Friday, June 02, 2000
Captain Napalm Goes To Court, II
I was stressing out. I left the house a bit too late and I'm stuck at a draw bridge not a quarter mile from the court house and it's 10:00 am.
Oh my God! I think. The Judge is going to throw contempt of court charges my way for being late. The bridge finally goes down, I drive to the parking garage, and by 10:15 am I show up in the Jury Reception Room where the officer tells me to wait, the bailiff will show up in a few minutes and collect me.
A few minutes later the bailiff comes around and leads me down several back corridoors behind the court room. My demeanor is one of doom—I'm sure I'm in trouble for being late, but the bailiff doesn't seem to be upset that I'm late and in fact, the impression is that I'm not late at all.
I'm releaved when I'm shown into the jury deliberation room and find the other six jurors sitting there, waiting.
So I sit down and start reading.
Around 10:40 pm, the bailiff comes in and escourts us to the court room where we take our seats. The judge then informs us he has good news and bad news.
The bad news? We are no longer required for jury duty.
The good news? We are no longer required for jury duty.
It seems the case was settled with the defendant pleading guilty and getting 15 years. The judge thanked us for our time and handed out certificates of appriciation.
I was upset that we had to return the official Jury PinsTM.
So that's that.
An Easy Way to Update your Webpage, II
After arriving home, I took a few hour nap then resumed work on the fun project for a friend. I only did the email interface and she requested a web interface as well.
Pretty easy work.
Saturday, June 03, 2000
Gurgle gurgle
Gurgle
Gurgle
Gurgle
By then the sound had finally penetrated my sleep and I thought Is something wrong with the toilet again?
Glub gurgle
Gaaah, I thought. I'll need to check this out. So I got up and headed towards the bathroom.
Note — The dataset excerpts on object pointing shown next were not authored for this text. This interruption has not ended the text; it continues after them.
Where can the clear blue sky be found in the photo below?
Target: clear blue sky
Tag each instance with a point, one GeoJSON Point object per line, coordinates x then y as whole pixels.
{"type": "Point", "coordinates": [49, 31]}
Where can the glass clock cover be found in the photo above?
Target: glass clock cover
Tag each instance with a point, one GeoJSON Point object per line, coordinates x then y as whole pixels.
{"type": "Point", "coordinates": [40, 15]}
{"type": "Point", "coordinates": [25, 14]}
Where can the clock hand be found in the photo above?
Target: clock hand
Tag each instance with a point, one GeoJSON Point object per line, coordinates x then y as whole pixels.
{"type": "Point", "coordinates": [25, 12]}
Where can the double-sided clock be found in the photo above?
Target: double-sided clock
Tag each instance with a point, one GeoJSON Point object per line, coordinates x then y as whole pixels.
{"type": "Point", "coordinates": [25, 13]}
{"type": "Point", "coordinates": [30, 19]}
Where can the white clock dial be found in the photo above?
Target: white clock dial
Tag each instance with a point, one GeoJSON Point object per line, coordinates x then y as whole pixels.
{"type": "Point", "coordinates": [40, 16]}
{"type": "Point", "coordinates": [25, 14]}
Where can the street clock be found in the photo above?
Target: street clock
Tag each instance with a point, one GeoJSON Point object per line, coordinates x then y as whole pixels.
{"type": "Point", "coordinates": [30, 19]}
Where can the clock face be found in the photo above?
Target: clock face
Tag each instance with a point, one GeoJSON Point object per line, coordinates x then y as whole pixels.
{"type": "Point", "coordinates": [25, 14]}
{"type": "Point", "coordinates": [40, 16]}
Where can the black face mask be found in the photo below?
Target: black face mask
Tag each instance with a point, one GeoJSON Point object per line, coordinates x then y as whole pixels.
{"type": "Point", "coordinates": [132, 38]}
And stepped into a few millimeters of water pooling on the floor. Great! It apparently had just started happening so the damage to the books on the floor of the bathroom wasn't much, if any. And the rug had absorbed most of the water anyway. The toilet looked okay, so I did an experimental flush.
And watched in horror as the water filled right up to the brim before going all the way down. Very odd behavior. Then I noticed the shower stall was filled with water.
That's not a good sign.
I retrieved the plunger and started to plunge the drain in the shower stall. It didn't seem to be doing anything. Plunge plunge plunge, watch watch watch plunge plunge plunge watch watch watch. Then suddenly the water started draining out, but I'm still not convinced my plunging had anything to do with it.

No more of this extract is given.